Anger fizzed from her chest to her gritted teeth. Every single time they moved house, her mother would wait to transfer the electricity to their name until it was cut off by the last tenant and then call the electricity company and shout and cajole and lie until they agreed to put it on without penalising her for not transferring it in time. Sometimes Patricia managed to get them to give her a credit for her trouble.

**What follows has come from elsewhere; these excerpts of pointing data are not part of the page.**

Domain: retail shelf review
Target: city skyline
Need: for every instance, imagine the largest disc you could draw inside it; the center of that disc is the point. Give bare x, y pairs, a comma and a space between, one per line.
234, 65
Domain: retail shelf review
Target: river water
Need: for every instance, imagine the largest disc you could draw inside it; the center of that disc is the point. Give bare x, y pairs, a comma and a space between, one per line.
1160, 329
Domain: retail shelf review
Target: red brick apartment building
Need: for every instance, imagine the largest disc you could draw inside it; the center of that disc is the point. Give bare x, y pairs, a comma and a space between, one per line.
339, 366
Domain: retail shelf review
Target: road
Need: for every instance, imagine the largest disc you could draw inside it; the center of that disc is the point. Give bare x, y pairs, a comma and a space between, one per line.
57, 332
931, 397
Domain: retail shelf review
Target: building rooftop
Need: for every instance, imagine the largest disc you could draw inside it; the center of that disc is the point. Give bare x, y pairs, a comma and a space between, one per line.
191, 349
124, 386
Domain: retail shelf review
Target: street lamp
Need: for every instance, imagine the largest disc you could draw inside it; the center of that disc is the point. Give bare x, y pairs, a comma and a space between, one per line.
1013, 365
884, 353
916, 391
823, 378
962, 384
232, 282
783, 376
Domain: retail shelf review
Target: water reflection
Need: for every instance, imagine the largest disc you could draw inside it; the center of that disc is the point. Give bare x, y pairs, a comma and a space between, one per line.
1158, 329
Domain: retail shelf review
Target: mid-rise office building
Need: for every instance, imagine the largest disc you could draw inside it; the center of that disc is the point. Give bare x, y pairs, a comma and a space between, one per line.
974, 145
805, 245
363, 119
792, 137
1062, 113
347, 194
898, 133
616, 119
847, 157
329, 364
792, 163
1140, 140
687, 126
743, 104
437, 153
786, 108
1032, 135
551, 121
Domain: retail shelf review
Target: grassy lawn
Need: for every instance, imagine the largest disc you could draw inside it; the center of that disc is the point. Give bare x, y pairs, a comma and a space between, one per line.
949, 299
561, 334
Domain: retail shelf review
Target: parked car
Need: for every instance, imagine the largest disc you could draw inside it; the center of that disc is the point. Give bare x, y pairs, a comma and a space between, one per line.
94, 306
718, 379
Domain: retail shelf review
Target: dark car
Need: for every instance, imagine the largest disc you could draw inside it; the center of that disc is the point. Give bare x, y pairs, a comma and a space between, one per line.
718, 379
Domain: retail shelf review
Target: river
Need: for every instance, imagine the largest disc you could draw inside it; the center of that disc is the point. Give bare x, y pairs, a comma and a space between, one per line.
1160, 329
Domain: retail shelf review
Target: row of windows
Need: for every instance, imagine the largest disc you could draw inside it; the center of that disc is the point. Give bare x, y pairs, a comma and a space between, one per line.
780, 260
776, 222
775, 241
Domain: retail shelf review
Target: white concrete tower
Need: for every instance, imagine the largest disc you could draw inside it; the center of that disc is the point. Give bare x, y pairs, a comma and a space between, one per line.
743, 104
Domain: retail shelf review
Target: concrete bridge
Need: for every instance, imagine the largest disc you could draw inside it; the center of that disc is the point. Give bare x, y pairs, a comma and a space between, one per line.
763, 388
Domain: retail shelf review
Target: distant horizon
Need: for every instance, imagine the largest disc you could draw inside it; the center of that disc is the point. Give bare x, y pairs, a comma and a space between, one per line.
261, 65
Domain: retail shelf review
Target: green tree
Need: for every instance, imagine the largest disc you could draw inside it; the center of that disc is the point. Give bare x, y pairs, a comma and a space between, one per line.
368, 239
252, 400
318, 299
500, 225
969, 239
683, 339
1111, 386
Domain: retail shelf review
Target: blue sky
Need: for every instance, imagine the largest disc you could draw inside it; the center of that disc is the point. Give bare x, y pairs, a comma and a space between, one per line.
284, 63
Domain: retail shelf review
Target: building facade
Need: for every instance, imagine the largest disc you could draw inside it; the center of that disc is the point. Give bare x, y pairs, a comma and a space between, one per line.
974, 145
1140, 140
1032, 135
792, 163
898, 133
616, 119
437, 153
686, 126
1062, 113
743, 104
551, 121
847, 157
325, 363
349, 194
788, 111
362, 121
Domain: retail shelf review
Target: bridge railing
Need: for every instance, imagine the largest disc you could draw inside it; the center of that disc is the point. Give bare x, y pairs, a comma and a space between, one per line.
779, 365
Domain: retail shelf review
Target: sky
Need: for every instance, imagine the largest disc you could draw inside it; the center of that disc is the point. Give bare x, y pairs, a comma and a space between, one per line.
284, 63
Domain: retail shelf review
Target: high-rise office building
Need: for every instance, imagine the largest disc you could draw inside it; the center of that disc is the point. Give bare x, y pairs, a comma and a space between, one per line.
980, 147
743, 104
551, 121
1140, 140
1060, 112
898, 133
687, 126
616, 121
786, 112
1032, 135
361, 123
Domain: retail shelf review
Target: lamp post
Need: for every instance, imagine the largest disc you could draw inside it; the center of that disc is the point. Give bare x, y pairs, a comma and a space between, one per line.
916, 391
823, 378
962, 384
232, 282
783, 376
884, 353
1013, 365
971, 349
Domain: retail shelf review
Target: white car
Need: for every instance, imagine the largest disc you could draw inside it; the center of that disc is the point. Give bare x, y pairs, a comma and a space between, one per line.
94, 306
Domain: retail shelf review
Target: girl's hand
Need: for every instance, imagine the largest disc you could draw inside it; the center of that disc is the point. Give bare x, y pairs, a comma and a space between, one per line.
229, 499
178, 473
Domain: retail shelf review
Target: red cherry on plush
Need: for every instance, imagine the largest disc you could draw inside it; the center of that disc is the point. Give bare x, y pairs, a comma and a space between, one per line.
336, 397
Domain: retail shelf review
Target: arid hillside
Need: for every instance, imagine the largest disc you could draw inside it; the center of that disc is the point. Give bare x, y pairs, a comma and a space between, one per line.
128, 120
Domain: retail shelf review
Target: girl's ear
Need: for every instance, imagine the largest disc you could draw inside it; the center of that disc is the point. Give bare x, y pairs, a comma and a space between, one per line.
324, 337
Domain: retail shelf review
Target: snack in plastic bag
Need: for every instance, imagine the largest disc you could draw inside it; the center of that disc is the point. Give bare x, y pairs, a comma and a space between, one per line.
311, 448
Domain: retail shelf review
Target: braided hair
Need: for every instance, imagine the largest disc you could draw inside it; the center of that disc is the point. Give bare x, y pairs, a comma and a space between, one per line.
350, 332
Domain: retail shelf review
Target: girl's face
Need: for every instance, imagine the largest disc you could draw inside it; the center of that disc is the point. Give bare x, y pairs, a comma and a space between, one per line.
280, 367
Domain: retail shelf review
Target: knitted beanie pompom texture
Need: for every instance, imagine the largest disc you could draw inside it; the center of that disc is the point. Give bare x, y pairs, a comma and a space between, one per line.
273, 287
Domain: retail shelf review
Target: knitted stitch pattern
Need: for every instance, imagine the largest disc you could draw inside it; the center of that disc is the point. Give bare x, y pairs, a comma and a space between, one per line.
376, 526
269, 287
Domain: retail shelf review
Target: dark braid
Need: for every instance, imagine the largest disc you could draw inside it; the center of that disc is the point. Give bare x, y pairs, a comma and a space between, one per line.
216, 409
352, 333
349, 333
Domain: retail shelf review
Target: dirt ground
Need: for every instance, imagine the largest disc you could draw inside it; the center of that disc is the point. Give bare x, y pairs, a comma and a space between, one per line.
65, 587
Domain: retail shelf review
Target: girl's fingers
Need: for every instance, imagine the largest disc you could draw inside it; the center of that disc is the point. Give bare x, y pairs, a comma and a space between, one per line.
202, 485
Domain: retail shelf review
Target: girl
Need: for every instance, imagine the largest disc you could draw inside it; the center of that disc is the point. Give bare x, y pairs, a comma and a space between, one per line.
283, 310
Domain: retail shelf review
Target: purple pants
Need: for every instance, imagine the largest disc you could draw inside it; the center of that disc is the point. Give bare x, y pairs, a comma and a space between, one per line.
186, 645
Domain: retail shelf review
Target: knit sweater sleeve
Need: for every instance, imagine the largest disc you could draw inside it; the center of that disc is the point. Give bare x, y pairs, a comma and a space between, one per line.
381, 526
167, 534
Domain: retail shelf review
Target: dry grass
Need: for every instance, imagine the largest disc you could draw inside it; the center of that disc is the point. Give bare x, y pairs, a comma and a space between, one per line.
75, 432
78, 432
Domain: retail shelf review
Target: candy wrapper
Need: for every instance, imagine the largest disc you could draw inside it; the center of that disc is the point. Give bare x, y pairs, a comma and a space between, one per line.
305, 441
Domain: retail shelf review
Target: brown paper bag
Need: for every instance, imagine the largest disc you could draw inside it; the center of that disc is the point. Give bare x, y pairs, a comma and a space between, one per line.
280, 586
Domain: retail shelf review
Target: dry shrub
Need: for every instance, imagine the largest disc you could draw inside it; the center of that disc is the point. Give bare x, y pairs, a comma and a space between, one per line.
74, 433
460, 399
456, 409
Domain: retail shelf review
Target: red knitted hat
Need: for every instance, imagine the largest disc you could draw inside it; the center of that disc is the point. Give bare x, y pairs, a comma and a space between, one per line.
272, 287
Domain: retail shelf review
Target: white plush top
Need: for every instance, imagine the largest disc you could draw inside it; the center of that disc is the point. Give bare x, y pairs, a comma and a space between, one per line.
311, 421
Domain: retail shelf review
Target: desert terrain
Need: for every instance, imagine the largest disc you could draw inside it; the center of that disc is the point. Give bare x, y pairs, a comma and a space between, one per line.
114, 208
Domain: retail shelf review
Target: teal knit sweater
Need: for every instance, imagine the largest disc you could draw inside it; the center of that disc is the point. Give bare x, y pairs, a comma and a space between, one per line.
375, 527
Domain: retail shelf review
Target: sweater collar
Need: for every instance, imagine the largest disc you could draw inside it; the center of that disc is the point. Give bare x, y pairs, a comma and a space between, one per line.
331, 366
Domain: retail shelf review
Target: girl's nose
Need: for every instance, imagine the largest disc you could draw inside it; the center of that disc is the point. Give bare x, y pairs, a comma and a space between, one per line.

Mia understood that her mother was trying to save money because they had so little, but she also understood that her mother could have been working full time, not just during the Uni holidays, if she wanted to. Patricia had been offered a permanent position at the temp job she’d taken just these last holidays, as she had the holidays before and before that, but being “just an employee” was beneath her. What Patricia Delaney wanted was what she’d had before Mia had been born: to be a rich man’s wife. And nothing – not even being twenty years older than her classmates – could sway her from the belief that the place to meet a rich husband was the same place she’d met Mia’s father. University. Not that she was entirely wrong. She’d fallen in love with several rich husbands over the last eight years – just not her own.

Mia pulled her arm back into the warm and listened to her mother’s familiar fight with some poor customer service officer at the electricity company.

“Do I need to speak with a supervisor? Electricity is an essential service and I’m a single mother with a young child freezing in her bedroom in the middle of winter!… Yes, I’ll hold.”

Ah, the seventeen-year-old young child thought, the killer blow. If it didn’t work it meant at least twenty-four hours, sometimes seventy-two, without heating and light. At least in this flat they had gas cooking and hot water. It would also mean an angry morning. Come on, Mia prayed to the anonymous customer service officer, just give in.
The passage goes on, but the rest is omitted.